By LeeWEpstein

April 27, 2020


The Polish Ministry of Agriculture has recommended increasing the authorized THC content in industrial hemp plants to 1%, among other measures in the context of a recently unveiled 2-year government agricultural plan.

The Ministry of Agriculture has thus reacted to the agricultural demands of hemp growers, who last February signaled the need to change the law. The changes also concern the reduction of administrative burdens related to the monitoring of the cultivation and purchase of hemp, the definition of hemp fiber as well as the penalization of producers growing hemp varieties authorized for cultivation in the country.

Polish agriculture and the Polish economy have the opportunity to take advantage of the economic situation. The opportunity of this situation is the launch of national support programs for the industrial hemp sector in cooperation with the Ministry of Development and the Ministry of Science and Higher Education,” said Jan Białkowski, Under Secretary of State for Agriculture.

While increasing the THC limit to 1% could strengthen Poland’s position in the CBD sector, the government’s plan also highlights the country’s fiber potential. The ministry noted that the current restrictive THC levels partly inhibit hemp farming in Poland by discouraging the planting of Polish hemp varieties (Białobrzeskie and Fenola), many of which have high fiber potential but also carry traces of THC above 0.2% or 0.3%.

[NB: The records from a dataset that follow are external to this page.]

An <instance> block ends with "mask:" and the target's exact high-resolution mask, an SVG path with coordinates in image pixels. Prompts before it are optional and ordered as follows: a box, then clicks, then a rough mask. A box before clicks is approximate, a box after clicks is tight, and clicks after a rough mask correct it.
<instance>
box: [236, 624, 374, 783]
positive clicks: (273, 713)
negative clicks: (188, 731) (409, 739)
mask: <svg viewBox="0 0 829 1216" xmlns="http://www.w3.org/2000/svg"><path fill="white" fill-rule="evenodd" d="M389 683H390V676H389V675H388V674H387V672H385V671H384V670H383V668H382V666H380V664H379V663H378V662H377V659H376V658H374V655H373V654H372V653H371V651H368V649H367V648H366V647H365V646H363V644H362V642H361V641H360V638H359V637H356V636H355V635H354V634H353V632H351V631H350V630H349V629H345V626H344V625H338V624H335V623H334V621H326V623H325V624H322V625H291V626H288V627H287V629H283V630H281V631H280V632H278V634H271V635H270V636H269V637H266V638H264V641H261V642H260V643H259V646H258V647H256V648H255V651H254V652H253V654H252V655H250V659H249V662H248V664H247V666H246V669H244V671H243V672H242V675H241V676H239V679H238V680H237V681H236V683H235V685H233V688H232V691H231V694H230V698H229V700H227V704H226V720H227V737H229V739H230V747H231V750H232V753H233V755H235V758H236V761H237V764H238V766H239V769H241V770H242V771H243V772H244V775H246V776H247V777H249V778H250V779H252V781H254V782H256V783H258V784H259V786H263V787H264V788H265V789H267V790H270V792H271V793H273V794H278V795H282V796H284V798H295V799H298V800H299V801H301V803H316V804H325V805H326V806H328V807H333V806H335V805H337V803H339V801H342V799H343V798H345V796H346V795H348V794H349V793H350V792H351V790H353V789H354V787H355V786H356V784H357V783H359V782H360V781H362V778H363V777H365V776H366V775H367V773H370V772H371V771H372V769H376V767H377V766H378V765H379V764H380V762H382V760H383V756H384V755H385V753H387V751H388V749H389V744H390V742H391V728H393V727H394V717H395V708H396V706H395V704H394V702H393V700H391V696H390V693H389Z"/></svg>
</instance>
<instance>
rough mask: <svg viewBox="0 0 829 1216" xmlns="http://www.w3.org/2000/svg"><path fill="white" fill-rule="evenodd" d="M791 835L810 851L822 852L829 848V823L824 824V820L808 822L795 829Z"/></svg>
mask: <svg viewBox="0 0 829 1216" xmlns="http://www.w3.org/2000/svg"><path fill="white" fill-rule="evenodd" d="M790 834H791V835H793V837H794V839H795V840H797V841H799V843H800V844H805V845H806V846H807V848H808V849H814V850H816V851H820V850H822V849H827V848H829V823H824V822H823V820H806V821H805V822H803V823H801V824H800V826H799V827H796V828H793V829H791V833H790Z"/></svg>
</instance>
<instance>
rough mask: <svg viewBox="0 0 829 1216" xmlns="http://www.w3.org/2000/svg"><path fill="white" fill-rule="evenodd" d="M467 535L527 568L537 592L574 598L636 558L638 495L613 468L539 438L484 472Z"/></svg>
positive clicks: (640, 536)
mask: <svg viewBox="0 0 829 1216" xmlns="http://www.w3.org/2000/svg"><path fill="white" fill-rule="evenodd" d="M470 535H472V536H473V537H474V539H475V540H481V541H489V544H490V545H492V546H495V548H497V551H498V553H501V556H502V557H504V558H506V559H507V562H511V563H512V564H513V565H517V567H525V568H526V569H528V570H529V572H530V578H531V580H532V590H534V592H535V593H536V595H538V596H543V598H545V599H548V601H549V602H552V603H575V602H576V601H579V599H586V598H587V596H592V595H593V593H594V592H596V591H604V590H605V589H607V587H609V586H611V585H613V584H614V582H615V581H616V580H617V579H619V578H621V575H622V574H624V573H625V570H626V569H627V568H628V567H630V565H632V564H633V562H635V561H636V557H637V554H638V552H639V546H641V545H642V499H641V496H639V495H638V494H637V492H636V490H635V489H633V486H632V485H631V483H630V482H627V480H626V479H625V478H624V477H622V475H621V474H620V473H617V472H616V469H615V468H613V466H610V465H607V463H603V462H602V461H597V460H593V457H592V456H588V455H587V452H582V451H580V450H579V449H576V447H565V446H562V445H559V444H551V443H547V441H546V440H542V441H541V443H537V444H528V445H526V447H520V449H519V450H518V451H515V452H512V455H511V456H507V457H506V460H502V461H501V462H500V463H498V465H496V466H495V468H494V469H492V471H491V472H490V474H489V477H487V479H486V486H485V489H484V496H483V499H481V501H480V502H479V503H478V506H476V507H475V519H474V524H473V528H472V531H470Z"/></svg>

However, hemp varieties with 1% THC would not be eligible for agricultural subsidies from the European Union, which only guarantees its aid for hemp with 0.2% THC.

Hemp production in Poland has gradually increased over the last five years, from 3000 hectares last year to around 1300 hectares in 2018.

The international limit for THC in hemp is set at 0.3%, although there are possibilities to derogate from it. Europe has set this limit at 0.2% as part of its agricultural funding, followed by the vast majority of countries. Italy has nevertheless set the limit at 0.6% THC, and Switzerland, a non-EU member, at 1%, as has Lebanon and Thailand.